Decir que todo comenzó con la vacuna CanSino, que recibí en días pasados, sería falso. En realidad, comenzó en marzo o abril de 2019 cuando una extraña fiebre me atacó de forma sorpresiva hasta hacerme perder el conocimiento. Ocurrió en el trabajo y cuando desperté me encontraba en casa, en mi cama. No supe cómo llegué, pero las versiones coinciden en que lo hice por mi propio pie. La segunda vez ocurrió en junio, días después de mi cumpleaños. Luego en septiembre y noviembre del mismo año y en enero del 2020. En abril y mayo de ese año, las fiebres se hicieron constantes, una o dos veces a la semana, hasta llegar al 3 de mayo. Esta ocasión resultó preocupante porque tuvieron que llevarme al hospital de donde no me dejaron salir por varios días. Por esos días todo lo que le aquejaba a una persona se traducía en coronavirus, así que el primer ingreso fue al área covid aunque horas después y poco antes de intubarme, los médicos tuvieron que corregir.
Siguiendo
la misma suerte que Antero, los médicos no lograban ponerse de acuerdo para
determinar qué ocurría dentro de mi cuerpo. Alguno dijo que me estaba atacando
una bacteria, pero no fue capaz de descubrir cuál y como consecuencia me hizo
gastar una buena suma de dinero en estudios y medicamentos. Otra dijo que era
algo que comía y me hacía mal al estómago. Me envió con una nutrióloga que me
enseñó a comer. Por un tiempo su hipótesis resultó cierta y únicamente consiguió
que se me antojara más la mala comida. Quienes no eran médicos le atribuyeron mis males a asuntos relacionados con el alma e insistieron en curaciones alternativas. Lo cierto es que nada funcionaba. Mi cuerpo manifestaba un malestar que no tenía un origen concreto.

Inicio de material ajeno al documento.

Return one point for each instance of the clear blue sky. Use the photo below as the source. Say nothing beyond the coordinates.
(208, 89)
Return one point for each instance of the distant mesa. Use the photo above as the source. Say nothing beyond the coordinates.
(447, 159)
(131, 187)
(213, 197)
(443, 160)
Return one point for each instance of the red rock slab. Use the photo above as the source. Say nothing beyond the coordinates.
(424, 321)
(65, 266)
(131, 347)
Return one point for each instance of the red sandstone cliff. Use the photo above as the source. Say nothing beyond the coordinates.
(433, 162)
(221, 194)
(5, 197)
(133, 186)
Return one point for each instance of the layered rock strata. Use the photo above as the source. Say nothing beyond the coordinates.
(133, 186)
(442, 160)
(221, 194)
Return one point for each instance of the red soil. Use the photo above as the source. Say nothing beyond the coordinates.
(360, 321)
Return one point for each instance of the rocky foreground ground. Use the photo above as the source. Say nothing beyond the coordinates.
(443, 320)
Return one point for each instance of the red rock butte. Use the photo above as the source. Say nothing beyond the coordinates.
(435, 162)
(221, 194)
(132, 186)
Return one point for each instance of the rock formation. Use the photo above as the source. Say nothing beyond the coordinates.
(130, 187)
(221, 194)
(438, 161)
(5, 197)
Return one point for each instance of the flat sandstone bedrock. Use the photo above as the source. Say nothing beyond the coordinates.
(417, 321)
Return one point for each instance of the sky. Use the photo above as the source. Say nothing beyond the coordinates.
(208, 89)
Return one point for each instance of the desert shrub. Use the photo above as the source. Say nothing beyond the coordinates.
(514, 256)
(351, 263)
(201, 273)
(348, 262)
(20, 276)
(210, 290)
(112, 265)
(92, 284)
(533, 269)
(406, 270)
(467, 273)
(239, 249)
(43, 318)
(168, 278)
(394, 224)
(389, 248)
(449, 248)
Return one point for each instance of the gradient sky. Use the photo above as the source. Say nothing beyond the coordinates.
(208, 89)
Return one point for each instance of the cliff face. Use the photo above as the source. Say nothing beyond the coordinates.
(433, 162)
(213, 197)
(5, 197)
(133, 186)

¿Qué es lo peor que puede ocurrirle a una persona cuando enferma y no sabe de qué? La incertidumbre.
¿Qué es lo peor que puede pasarle a una persona cuando le informan qué provoca sus males? El miedo.
¿Qué es
lo peor que puede sentir a una persona cuando tiene que iniciar un
tratamiento? La ansiedad.
Existen enfermedades que a pesar de ser tratables nadie quiere tener. Las mismas palabras con que se definen suelen callarse a veces por miedo y otras por vergüenza. En mi caso, decidí callar para no provocar lástima. Las pocas personas que lo supieron no alcanzaron a entenderlo. Lo cierto es que el significado de algunas palabras es sinónimo de muerte y por eso las evitamos, como si con ello alejáramos cierto karma.
Manuel
murió de cáncer en octubre de 1982 mientras que Antero, su padre, falleció en
mayo de 1957. Aunque el médico del pueblo, el Dr. Amonario, nunca pudo
determinar qué era aquello que lo estaba matando de forma lenta y dolorosa, en
las reuniones familiares que sus nietos realizaron años después,
se llegó a esa conclusión.
Pienso en eso mientras entiendo de qué se trata una MRI, término que ni Antero ni Manuel conocieron. Tal vez fue mejor que no lo supieran. Ahora, la incertidumbre y el miedo me invaden y únicamente repito frases a manera de mantras que me ayuden a ahuyentar la mala vibra o a hacer menos pesado el futuro.
Pienso en
que no quiero dar molestias a nadie, ni orillar a las personas a que finjan un
cariño que no sienten. Prefiero que la vida siga su curso y que únicamente sea
yo quien transite por esta experiencia. No quiero depender de nadie. Lo peor
que podría pasarme es que las personas me miren con lástima, eso lo tengo
claro. Aún estoy lejos de entender qué es lo que he cultivado a lo largo de
varios años y sólo puedo prepararme para esa recibir esa sorpresa.
Cierro los ojos y aprieto los puños. Todo se torna blanco. Se siente el miedo.
Es
inevitable sentir un par de lagrimones resbalando por mi cara mientras pienso
en dónde y con quién me gustaría estar ahora.